So denkt man immer nur, wenn man für sich selbst den Tod in weiter Ferne sieht. Ist er nah, dann denkt man da oft anders.
Man muss hier unterscheiden zwischen dem körperlichen Selbsterhaltungstrieb und der geistigen Einstellung. Auf der geistigen Ebene habe ich keine Angst mehr vor dem Tod, weil ich weiß, oder um es ganz korrekt zu formulieren, mir sehr sicher bin, dass es danach weitergeht. Das sagt sich so leicht dahin, aber es macht wirklich einen riesigen Unterschied. Ich kann mich überhaupt nicht mehr in die heutige Standardvorstellung des Todes als
das Ende hineinversetzen. Es ist viel zu lange her, dass ich diese Vorstellung teilte, vielleicht habe ich sie im Kern meines Wesens sogar niemals geteilt. Plötzlich wird das
worst case scenario, dass es mit allen Mitteln zu verhindern gilt, zu einem Übergang, dem Beginn eines neuen Kapitels. Das verwandelt
die Angst vor dem Tod in ein
Interesse am Tod, sogar eine gewisse Vorfreude schwingt beim Gedanken an den Tod mit.
Aber, und das ist ein großes Aber, natürlich gibt es auch den körperlichen Selbsterhaltungstrieb. Und dieser zittert natürlich beim Gedanken an den Tod. Obwohl auch er es nicht müsste. Die Atome, die jetzt meinen Körper bilden, waren einmal Teil eines Sterns, und nach meinem Tod werden sie andere Formen bilden. Genau genommen stirbt nicht einmal der Körper. Das einzige, was wirklich stirbt, ist das Ego. Deshalb sollte man dieses schon zu Lebzeiten in die Schranken weisen. Natürlich kann es sein, dass auch bei mir, wenn es wirklich auf den Tod zu geht, der Selbsterhaltungstrieb die Überhand gewinnen wird. Ausschließen kann ich das nicht. Das werde ich dann sehen, wenn es soweit ist.

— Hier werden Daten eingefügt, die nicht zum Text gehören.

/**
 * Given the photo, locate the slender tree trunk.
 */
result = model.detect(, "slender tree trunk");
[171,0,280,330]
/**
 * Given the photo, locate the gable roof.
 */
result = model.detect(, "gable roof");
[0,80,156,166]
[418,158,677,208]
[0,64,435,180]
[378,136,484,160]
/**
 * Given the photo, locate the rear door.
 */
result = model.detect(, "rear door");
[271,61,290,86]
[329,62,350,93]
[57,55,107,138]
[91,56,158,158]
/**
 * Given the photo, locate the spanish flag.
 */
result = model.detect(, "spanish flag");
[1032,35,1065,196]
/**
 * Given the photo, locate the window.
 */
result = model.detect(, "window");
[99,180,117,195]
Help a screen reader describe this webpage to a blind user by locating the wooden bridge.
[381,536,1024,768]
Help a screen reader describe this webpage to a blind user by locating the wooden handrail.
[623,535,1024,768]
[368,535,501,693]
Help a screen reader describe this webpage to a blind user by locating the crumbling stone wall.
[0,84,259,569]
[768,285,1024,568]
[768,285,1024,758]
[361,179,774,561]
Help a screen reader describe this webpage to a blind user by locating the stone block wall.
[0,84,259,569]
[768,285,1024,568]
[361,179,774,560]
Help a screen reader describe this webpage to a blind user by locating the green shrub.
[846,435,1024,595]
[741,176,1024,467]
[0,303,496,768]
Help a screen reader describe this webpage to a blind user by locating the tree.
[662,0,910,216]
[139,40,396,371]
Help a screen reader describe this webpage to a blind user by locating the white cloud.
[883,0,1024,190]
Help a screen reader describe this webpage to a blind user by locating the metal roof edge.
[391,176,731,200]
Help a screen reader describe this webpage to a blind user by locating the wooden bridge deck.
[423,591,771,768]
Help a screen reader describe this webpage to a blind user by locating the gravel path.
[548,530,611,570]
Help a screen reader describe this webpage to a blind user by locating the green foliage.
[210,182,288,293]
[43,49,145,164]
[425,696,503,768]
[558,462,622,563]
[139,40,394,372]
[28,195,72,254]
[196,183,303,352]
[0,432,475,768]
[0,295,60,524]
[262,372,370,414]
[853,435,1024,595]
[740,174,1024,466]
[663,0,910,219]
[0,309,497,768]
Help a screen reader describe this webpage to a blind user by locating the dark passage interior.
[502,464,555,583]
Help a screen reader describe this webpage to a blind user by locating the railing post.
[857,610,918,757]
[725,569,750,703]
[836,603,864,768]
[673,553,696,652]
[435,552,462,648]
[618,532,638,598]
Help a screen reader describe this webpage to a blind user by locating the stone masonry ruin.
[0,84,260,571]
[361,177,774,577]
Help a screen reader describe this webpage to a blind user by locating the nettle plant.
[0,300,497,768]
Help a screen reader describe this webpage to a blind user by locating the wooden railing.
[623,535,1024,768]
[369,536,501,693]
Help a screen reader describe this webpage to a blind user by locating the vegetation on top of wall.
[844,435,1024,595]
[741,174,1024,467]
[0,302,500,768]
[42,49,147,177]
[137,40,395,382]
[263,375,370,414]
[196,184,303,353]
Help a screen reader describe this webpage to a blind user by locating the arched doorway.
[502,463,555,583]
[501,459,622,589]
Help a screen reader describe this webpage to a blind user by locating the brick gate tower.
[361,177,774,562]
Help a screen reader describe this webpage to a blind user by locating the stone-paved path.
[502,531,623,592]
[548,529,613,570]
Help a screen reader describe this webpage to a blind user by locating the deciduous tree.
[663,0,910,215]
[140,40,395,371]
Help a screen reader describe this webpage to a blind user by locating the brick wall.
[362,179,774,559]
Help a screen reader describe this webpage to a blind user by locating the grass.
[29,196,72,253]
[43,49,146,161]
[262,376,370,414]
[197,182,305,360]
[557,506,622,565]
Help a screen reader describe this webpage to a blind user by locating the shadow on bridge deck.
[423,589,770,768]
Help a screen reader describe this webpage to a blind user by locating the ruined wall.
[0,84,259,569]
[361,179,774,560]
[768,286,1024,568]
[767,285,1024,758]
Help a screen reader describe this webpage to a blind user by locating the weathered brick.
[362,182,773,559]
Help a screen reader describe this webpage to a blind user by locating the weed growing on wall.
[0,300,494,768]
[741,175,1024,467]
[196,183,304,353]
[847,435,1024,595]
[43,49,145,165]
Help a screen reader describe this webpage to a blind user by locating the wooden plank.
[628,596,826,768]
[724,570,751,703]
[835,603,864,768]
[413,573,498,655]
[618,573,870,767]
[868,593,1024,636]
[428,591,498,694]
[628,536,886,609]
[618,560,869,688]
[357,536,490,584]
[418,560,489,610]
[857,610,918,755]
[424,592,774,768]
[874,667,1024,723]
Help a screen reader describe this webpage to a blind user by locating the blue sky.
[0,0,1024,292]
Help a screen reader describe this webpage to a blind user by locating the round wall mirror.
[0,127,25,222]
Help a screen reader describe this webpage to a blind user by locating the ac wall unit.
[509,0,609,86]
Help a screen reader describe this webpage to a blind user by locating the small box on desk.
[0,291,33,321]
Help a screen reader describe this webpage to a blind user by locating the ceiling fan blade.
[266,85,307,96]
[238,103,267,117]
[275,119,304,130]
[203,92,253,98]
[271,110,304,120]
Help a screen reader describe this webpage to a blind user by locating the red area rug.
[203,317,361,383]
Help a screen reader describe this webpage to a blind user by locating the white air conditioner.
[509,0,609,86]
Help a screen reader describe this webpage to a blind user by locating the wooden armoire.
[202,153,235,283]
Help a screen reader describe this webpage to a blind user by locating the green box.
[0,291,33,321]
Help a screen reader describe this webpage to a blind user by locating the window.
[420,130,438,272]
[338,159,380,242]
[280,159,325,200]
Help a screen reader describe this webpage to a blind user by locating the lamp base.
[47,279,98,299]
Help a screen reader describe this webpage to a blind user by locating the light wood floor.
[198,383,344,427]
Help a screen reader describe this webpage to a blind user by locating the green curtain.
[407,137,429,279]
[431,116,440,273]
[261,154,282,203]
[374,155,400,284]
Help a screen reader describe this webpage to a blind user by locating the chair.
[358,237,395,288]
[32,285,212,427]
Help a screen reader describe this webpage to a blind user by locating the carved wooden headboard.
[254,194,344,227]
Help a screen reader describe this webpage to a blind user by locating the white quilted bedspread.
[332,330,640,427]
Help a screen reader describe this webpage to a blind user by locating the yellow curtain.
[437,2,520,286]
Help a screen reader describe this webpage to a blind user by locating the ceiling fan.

Das weiß "die" Medizin (ich halte nichts von solchen Kategorisierungen) ganz genauso.
Sie hat nur kein ethisches Konzept das anders zu organisieren. Niemand lebt im Altenheim allein, wie schützt man einen Insassen dann also, der es anders sieht als w.o.?
Wir sind es mittlerweile so gewohnt, dass jedes Detail von oben geregelt wird, dass wir das Wesentliche aus dem Blick verloren haben:
die Eigenverantwortung! Das zeigt diese Krise mehr als alles andere. Wenn ein Altenheimbewohner unbedingt Besuch von seiner Familie haben möchte, weil er die Einsamkeit nicht mehr aushält, dann sollte er selber abwägen dürfen, ob er dieses Risiko eingehen will oder nicht, und zwar sowohl für sich selber als auch für andere. Wenn man ihm klar macht, dass er auch seine Mitbewohner einem Risiko aussetzt und er dennoch gewillt ist, dies einzugehen, weil der Leidensdruck der Einsamkeit einfach überwiegt, dann sollte man ihn machen lassen. Er trägt nun die Verantwortung und kennt die möglichen Konsequenzen. Aber in dieser Denke liegt noch ein weiteres Problem, nämlich:
Die Reduzierung des Mitmenschen auf einen potentiellen Infektionsherd. Wenn wir jetzt bei jedem Zusammentreffen immer im Hinterkopf haben, dass zum Beispiel der Mitmensch gegenüber mich anstecken könnte, ich dann meinen kleinen Neffen, dieser seine Großeltern, welche dann elend sterben werden usw... wohin soll das führen? Ein solches Denken kann nur im Wahnsinn enden. Dann traut man sich irgendwann gar nicht mehr vor die Türe, denn alleine schon das Verlassen des Hauses könnte einen Kaskadeneffekt auslösen, der zum Weltuntergang führt. Letzteres Beispiel ist bewusst übertrieben, soll aber veranschaulichen, wozu dieses Angst-Denken letztlich führt: Zur völligen Lähmung! Dann kann man nur noch paralysiert aus dem Fenster schauen und traut sich gar nichts mehr.